Judi Wicking: Anyone with asthma should have a personalised written asthma action plan. Evidence shows that people who have a written action plan have better controlled asthma, fewer asthma symptoms and fewer days off school or work because of asthma. They are better equipped to recognise deterioration of their symptoms and can respond appropriately

It is important for parents of children with asthma to make sure that their child has an up-to-date written asthma action plan prepared by their doctor. Having a written action plan for both school and home use is an important document for the management of asthma flare ups or attacks.


Question: Can you talk us through what should be included in a written asthma action plan and who should have a copy of this plan?

Judi Wicking: An Asthma Action Plan helps the person with asthma, or their carer, recognise worsening asthma symptoms and what action to take.

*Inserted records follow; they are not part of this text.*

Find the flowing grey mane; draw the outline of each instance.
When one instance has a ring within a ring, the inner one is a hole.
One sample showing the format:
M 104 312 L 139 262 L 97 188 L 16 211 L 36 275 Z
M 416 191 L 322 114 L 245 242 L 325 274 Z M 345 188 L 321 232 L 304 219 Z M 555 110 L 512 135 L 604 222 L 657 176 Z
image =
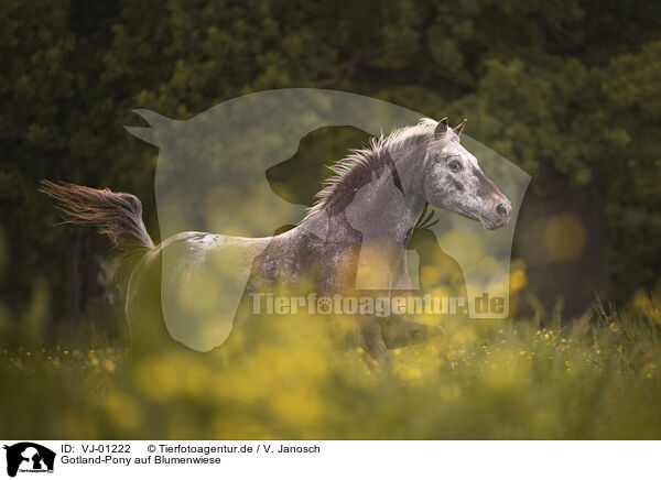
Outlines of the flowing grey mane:
M 333 176 L 324 181 L 324 187 L 315 195 L 316 201 L 307 209 L 305 218 L 300 223 L 304 223 L 334 204 L 339 204 L 337 209 L 343 210 L 350 201 L 353 192 L 370 182 L 372 172 L 381 174 L 383 167 L 393 167 L 397 160 L 392 159 L 392 152 L 433 141 L 437 124 L 436 120 L 423 118 L 415 126 L 395 129 L 387 137 L 381 133 L 379 138 L 372 138 L 365 149 L 351 150 L 349 155 L 329 166 Z M 452 132 L 451 135 L 455 133 Z M 440 142 L 449 140 L 451 138 L 446 138 Z M 392 175 L 397 177 L 397 171 L 393 171 Z

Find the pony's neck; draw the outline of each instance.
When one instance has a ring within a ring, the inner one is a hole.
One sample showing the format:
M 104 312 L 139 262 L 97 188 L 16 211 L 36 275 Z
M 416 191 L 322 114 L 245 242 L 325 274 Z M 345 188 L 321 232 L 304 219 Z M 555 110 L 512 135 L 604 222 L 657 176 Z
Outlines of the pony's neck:
M 361 241 L 405 246 L 425 206 L 423 195 L 423 150 L 402 145 L 372 152 L 335 185 L 323 208 L 304 225 L 323 231 L 328 225 L 333 238 L 350 239 L 343 229 L 360 232 Z M 379 156 L 381 155 L 381 156 Z
M 395 176 L 382 174 L 347 208 L 347 220 L 362 233 L 362 241 L 404 244 L 425 206 L 420 159 L 408 155 L 397 161 Z M 395 179 L 397 178 L 397 179 Z

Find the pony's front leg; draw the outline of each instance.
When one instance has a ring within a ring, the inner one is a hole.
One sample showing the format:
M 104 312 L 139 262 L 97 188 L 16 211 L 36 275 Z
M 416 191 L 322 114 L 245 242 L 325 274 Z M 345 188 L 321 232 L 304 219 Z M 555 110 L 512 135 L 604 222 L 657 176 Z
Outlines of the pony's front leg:
M 371 359 L 379 366 L 383 366 L 387 369 L 390 368 L 390 357 L 388 354 L 388 347 L 383 341 L 381 334 L 381 325 L 379 319 L 373 316 L 361 316 L 359 319 L 360 334 L 365 341 L 365 348 Z

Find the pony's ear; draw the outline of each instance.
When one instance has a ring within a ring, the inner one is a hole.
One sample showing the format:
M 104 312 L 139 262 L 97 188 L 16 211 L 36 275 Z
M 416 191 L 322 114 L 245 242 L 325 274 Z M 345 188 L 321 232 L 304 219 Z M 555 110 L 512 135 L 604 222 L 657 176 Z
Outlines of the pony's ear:
M 465 118 L 462 123 L 459 123 L 458 126 L 456 126 L 453 129 L 455 131 L 455 133 L 457 134 L 457 137 L 462 137 L 462 132 L 464 131 L 464 126 L 466 124 L 467 121 L 468 121 L 468 119 Z
M 434 137 L 443 137 L 445 132 L 447 132 L 447 117 L 445 117 L 443 120 L 438 120 L 436 130 L 434 130 Z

A written asthma action plan should include the following:
The person's usual asthma and allergy medications
Clear instructions on how and when to change medication
When and how to get medical assistance
Name of who prepared the plan and the date of preparation

Parents and teachers need to be aware of the early warning signs an asthma flare ups and then know what to do. Action plans are an excellent guide for appropriate management.

Parents should give the school a copy of their child's asthma action plan and tell staff if their child requires help with taking medication. A copy should also be given to anyone who regularly has the child in their care, such as grandparents or sports coaches.

The National Asthma Council Australia has Asthma Buddy, a free app asthma action plan for both android and iphones. For more information http://www.nationalasthma.org.au/asthma-tools/asthma-action-plans/asthmabuddy


Question: How often should parent's check that their child's suffer isn't empty or out of date?

Judi Wicking: Checking the puffer regularly is important to ensure it isn't out of date or empty.


Question: What are the emergency signs that teachers, grandparents and other carers should look for in children with asthma?

Judi Wicking: Signs of a deterioration of a child's asthma can vary with each child, it can happen gradually or very quickly. Some of the common early warning signs are struggling to breathe, hearing a wheeze, cough, shortness of breath, 'chest tightness" and younger children may say they 'have a pain in their tummy".

If symptoms get worse very quickly; there is severe shortness of breath, the child can't speak comfortably or lips look blue and there is little or no relief from the reliever inhaler this is an asthma emergency. Dial 000 immediately.


Question: What are the main symptoms of asthma?

Judi Wicking: Common signs are struggling to breathe, hearing a wheeze, cough, shortness of breath, 'chest tightness" may also be described and younger children may say they 'have a pain in their tummy".


Question: How is asthma treated, most commonly?

Judi Wicking: Access to a 'reliever" medication such as Ventolin is essential for the management of asthma symptoms. It is important for parents, carers and teacher to know which medication to use and also how to use it for the treatment of an asthma attack.

Some children may require daily/regular preventer medication to maintain good asthma control. The child's doctor will assess if this is needed.


Question: Can you talk us through the correct steps for the carer, if a child has an asthma attacks?

Judi Wicking: A personalised written asthma action will state how to manage an asthma attack. If there is no personalised asthma action plan then following the First Aid for Asthma is recommended. Information and posters are available on the National Asthma Council website.